The incidence of CRC exhibits significant geographical variation, with the highest rates observed in regions such as Australia, New Zealand, and parts of Europe, and the lowest rates in regions like Africa and South-Central Asia . Notably, while the overall incidence of CRC has been declining in older adults, largely due to effective screening programs, there has been a concerning rise in early-onset CRC cases—diagnoses occurring in individuals under 50 years of age. Studies indicate that early-onset CRC incidence increased overall from 2001 to 2016, with variations observed across different racial and ethnic groups.
This article aims to provide a comprehensive overview of colorectal cancer, encompassing current scientific knowledge on its risk factors, molecular pathogenesis, clinical presentation, diagnostic strategies, staging, treatment approaches, and emerging therapies.
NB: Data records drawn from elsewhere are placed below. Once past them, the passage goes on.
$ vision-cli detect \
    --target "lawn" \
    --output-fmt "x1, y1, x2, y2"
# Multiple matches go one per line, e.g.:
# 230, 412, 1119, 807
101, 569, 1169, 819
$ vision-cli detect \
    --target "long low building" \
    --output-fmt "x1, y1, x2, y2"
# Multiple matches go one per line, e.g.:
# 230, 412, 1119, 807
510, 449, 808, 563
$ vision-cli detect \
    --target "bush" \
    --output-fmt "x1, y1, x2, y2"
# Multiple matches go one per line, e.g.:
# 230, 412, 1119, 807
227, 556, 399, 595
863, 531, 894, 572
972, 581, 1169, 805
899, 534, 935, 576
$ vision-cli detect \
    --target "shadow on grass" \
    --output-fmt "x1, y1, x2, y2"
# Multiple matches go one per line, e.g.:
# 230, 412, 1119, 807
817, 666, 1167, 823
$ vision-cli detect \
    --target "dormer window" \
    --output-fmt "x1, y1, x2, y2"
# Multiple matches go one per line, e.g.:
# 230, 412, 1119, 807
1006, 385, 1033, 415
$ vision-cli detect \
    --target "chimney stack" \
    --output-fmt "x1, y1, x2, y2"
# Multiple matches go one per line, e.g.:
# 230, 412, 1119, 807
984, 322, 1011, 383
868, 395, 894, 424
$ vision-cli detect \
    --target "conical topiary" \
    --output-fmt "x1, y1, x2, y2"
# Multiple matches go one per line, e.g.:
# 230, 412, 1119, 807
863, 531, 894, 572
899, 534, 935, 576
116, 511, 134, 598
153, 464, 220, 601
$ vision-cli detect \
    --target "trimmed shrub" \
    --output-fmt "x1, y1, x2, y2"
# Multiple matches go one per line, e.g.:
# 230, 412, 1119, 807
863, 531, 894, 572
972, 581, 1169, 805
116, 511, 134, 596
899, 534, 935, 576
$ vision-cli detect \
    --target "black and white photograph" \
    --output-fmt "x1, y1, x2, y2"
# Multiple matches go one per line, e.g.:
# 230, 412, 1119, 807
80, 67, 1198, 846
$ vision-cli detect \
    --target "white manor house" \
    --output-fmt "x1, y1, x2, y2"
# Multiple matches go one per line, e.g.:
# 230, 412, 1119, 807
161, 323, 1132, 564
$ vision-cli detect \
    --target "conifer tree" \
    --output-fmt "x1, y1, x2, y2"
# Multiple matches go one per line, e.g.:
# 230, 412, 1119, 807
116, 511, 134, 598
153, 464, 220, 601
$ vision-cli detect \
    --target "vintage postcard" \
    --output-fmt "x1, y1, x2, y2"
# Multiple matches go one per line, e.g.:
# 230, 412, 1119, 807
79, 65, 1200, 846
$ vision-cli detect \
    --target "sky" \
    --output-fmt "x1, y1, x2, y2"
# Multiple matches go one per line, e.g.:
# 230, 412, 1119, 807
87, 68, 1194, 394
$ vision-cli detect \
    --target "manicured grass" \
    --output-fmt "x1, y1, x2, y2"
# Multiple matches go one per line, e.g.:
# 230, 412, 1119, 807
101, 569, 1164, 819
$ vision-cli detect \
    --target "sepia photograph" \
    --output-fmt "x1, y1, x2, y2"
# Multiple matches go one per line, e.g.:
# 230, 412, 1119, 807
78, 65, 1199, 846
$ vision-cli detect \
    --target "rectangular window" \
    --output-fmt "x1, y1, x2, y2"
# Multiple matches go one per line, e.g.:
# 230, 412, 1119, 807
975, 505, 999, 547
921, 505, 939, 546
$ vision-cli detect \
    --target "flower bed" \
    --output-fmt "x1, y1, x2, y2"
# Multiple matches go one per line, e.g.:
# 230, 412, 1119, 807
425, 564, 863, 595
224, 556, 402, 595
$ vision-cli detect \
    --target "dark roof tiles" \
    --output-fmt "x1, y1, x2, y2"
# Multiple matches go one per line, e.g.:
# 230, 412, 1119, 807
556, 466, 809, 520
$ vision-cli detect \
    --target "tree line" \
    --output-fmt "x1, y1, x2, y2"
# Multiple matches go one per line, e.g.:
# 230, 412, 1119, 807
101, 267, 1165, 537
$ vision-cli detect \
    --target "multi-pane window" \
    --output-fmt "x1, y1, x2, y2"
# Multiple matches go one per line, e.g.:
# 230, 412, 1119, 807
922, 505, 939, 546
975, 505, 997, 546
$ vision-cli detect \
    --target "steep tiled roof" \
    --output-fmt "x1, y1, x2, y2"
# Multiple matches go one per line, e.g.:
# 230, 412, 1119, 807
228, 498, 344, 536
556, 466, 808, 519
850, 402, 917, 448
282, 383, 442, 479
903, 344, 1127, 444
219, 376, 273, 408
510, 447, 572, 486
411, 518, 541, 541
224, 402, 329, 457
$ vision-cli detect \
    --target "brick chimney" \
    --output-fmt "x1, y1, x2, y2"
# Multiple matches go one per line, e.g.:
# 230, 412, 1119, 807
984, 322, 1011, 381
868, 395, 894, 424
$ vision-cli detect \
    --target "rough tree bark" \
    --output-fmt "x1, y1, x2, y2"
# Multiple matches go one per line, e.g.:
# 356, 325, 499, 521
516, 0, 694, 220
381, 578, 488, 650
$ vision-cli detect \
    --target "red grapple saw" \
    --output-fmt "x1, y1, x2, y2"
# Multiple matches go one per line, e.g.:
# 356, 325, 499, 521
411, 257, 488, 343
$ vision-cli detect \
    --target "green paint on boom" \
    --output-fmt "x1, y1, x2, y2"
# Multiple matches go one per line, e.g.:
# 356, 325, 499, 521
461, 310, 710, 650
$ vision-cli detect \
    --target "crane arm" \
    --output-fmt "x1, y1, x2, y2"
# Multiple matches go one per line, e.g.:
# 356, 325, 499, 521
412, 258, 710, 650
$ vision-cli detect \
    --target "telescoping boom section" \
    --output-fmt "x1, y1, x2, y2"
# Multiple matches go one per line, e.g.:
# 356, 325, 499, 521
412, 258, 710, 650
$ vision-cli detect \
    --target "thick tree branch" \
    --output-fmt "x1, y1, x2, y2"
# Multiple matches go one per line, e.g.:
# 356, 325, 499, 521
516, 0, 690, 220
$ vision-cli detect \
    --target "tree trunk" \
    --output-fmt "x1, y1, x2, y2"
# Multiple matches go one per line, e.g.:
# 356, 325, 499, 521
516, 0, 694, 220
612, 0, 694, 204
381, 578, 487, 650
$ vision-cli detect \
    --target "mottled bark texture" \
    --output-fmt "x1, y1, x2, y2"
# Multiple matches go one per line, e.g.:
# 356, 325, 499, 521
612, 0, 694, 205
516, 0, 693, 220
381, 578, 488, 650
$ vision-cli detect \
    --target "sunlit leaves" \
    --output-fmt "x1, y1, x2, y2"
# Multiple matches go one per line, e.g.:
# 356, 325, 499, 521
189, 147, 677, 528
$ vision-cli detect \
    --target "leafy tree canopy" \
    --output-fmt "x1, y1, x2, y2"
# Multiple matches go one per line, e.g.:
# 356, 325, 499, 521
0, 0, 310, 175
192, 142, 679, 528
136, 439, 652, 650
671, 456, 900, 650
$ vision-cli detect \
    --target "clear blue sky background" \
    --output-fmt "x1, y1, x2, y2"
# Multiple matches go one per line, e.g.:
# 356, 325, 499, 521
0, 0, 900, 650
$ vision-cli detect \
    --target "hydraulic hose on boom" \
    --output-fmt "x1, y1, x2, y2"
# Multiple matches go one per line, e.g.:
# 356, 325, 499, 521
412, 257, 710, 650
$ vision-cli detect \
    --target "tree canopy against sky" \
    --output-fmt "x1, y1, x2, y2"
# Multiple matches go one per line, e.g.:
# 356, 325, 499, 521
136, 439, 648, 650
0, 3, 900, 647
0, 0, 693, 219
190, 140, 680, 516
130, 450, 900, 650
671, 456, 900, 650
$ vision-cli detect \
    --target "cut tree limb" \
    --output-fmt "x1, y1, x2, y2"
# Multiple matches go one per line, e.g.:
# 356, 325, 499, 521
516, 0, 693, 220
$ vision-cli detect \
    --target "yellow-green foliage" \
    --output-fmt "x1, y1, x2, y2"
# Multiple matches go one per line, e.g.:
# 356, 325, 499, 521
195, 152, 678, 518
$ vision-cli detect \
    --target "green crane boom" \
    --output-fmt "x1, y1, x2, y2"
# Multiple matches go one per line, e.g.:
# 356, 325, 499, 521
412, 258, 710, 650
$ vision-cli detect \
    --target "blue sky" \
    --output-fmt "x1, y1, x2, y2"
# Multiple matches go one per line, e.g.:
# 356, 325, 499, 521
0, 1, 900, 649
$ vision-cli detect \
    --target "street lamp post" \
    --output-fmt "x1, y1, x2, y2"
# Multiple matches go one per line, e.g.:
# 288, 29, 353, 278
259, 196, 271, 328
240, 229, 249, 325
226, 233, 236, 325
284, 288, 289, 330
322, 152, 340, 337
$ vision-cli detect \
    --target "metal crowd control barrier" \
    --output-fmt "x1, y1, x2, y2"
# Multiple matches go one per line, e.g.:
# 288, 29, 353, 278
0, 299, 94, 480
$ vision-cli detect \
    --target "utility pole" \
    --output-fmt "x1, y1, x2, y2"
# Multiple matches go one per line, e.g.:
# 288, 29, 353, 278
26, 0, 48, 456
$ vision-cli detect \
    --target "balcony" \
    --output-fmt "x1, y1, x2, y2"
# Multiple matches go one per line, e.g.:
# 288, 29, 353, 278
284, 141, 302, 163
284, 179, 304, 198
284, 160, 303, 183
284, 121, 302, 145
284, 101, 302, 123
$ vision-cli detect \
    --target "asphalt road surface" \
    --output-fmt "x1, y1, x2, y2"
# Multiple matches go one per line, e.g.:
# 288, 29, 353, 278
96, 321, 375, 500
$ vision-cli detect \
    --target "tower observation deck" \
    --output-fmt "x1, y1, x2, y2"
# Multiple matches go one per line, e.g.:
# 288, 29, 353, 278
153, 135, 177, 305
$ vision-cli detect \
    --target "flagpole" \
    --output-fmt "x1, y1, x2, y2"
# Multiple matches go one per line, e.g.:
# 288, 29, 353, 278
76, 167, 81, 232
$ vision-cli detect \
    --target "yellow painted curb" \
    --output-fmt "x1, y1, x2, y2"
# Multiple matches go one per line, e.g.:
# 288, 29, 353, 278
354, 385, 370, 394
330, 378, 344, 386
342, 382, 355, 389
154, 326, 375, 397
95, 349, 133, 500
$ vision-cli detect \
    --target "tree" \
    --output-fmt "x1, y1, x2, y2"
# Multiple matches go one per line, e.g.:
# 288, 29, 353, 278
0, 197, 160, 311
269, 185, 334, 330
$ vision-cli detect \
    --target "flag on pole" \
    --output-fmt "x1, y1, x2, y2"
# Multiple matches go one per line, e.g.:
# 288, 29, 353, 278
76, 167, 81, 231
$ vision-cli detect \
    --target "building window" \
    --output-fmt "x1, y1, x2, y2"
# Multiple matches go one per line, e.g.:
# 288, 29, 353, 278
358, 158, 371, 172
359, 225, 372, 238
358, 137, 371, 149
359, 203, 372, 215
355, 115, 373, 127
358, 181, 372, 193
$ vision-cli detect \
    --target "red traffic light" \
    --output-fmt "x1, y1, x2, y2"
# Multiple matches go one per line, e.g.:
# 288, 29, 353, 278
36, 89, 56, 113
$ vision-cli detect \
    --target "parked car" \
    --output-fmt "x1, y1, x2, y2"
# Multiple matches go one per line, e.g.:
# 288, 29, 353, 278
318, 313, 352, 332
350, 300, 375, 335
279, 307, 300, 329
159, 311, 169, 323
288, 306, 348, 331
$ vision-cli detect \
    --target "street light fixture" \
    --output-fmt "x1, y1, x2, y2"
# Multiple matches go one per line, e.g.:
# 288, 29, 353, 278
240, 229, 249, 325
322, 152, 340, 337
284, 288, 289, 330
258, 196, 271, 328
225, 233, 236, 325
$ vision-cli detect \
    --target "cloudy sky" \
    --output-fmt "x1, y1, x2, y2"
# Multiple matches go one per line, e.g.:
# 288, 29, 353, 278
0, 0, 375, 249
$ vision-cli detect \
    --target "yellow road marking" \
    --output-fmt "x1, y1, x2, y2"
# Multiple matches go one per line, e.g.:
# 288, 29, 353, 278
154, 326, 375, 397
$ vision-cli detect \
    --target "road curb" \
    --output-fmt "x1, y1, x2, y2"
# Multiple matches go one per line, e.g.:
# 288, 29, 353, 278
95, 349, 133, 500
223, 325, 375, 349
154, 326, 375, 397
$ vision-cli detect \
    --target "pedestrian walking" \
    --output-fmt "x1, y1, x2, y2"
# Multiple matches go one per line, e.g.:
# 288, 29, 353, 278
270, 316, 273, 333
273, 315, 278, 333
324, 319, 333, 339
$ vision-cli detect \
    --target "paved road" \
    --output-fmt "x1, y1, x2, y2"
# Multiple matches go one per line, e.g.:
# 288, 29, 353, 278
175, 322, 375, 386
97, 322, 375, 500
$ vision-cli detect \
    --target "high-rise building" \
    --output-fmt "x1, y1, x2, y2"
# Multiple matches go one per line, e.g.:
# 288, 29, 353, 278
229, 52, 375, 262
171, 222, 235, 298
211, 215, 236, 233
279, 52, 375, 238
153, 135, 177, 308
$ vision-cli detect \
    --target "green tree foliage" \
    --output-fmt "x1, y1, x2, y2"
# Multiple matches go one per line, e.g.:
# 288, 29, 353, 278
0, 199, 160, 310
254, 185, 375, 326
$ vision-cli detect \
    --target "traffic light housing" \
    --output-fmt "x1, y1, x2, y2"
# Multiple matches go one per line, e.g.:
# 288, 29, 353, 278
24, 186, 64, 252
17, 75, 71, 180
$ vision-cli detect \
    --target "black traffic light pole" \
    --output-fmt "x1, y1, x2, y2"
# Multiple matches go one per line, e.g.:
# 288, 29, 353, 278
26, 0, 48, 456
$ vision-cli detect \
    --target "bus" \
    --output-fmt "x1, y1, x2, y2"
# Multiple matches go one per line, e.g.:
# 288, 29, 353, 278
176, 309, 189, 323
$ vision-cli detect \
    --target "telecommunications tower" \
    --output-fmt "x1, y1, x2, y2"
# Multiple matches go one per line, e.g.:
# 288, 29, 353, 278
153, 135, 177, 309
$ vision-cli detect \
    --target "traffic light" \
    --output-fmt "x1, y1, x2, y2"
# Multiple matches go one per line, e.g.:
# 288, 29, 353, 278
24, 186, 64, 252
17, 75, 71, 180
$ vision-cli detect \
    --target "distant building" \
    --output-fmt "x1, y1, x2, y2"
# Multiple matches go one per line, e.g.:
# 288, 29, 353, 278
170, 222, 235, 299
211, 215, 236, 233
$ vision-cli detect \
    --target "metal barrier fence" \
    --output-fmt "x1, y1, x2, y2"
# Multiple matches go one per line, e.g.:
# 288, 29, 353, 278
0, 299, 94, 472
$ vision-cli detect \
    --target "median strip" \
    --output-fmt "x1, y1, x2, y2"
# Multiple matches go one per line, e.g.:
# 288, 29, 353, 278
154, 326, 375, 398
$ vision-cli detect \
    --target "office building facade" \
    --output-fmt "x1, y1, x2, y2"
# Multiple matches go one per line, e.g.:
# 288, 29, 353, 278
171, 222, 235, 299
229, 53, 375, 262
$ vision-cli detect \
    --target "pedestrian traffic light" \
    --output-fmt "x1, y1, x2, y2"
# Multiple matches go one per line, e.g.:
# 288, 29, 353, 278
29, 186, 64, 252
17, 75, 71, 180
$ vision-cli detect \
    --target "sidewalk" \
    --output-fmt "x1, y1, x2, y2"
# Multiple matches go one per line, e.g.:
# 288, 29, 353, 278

By understanding these aspects, we can better address the challenges posed by CRC and improve outcomes for those affected.
Classification of Colorectal Cancer: Anatomical, Histological, Molecular, and Staging Perspectives
Colorectal cancer (CRC) represents a biologically and clinically diverse group of tumors. To guide diagnosis, prognosis, and treatment, it is categorized through several intersecting classification systems, each reflecting different aspects of tumor behavior—ranging from anatomical location to histopathologic features, molecular signatures, and clinical stage.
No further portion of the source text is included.